Pozycja zdecydowanie dla miłośników piw mocno
goryczkowych. Bardzo rozbudowany aromat słodowy, który uzupełnia bardzo ostry i
dotkliwie drapiący chmielowy szpon (bo pazur w tym przypadku byłby eufemizmem).
Piwo treściwe i oleiste, ale – jeśli goryczka nie stanowi bariery dla
konsumenta - bardzo pijalne, a wręcz sesyjne. Posiada piękną i bujną pianę, a
niski poziom nasycenia dwutlenkiem węgla korzystnie wpływa na pijalność tego
piwa. Jak dla mnie, jeden z najlepszych wypustów PINTY.

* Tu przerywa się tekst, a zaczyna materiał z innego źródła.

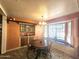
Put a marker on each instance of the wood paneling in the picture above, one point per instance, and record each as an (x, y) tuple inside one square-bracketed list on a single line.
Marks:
[(13, 34)]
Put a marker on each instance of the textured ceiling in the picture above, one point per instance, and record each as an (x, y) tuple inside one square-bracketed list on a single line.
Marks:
[(36, 8)]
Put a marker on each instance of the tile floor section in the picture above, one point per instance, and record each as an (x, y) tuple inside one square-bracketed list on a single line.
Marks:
[(22, 54)]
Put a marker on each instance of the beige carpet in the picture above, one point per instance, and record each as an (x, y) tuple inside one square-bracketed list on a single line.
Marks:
[(22, 54)]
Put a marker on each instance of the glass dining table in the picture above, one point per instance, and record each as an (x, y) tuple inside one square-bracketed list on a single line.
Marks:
[(40, 48)]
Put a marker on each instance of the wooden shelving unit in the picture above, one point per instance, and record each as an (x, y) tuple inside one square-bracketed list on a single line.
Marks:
[(27, 31)]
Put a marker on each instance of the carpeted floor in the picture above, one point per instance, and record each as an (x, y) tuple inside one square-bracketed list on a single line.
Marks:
[(22, 54)]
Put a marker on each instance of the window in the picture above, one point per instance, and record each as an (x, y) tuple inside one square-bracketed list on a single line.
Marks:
[(58, 32)]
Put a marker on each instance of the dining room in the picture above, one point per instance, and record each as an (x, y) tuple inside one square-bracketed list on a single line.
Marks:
[(39, 29)]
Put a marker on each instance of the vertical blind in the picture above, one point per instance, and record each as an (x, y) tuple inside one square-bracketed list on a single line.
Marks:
[(57, 31)]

Podsumowując, obydwa piwa są pozycjami ciekawymi i
godnymi uwagi. Łączy je wspólny mianownik w postaci uwarzenia ich jako Rye
India Pale Ale, jednak każde z nich prezentuje zupełnie inne oblicze tego
rodzaju piw. „Smoked Rye IPA” z Emelisse to niezbyt goryczkowa IPA, której smak
cechuje udana kombinacja chmielowości i aromatów wędzonych. Z kolei piwo w
PINTY jest połączeniem bogactwa smaku typowego dla piw ciemnych oraz
chmielowego szpona (pazur w tym przypadku byłby eufemizmem). Każde z tych piw z
uwagi na swój smak jest produktem niszowym i adresowanym do konsumentów o ściśle
określonych preferencjach smakowych lub osób lubiących eksperymentować. Gdybym
miał wybrać jedno z tych piw, postawiłbym na „ŻytoRillo”. Nie wynika to z
ksenofobii czy szowinizmu, ale z uwagi na kryterium cenowe (co może być istotne
na kilka dni przed wypłatą), większą dostępność i fakt, że wydaje mi się
smaczniejsze oraz bardziej drapieżne niż trochę ugrzeczniony ejl z Holandii.
Zrezygnowałem z ocen punktowych, by w przyszłości skupić się na opisie oraz
zasugerowaniu dla kogo konkretne piwa mogą być odpowiednie.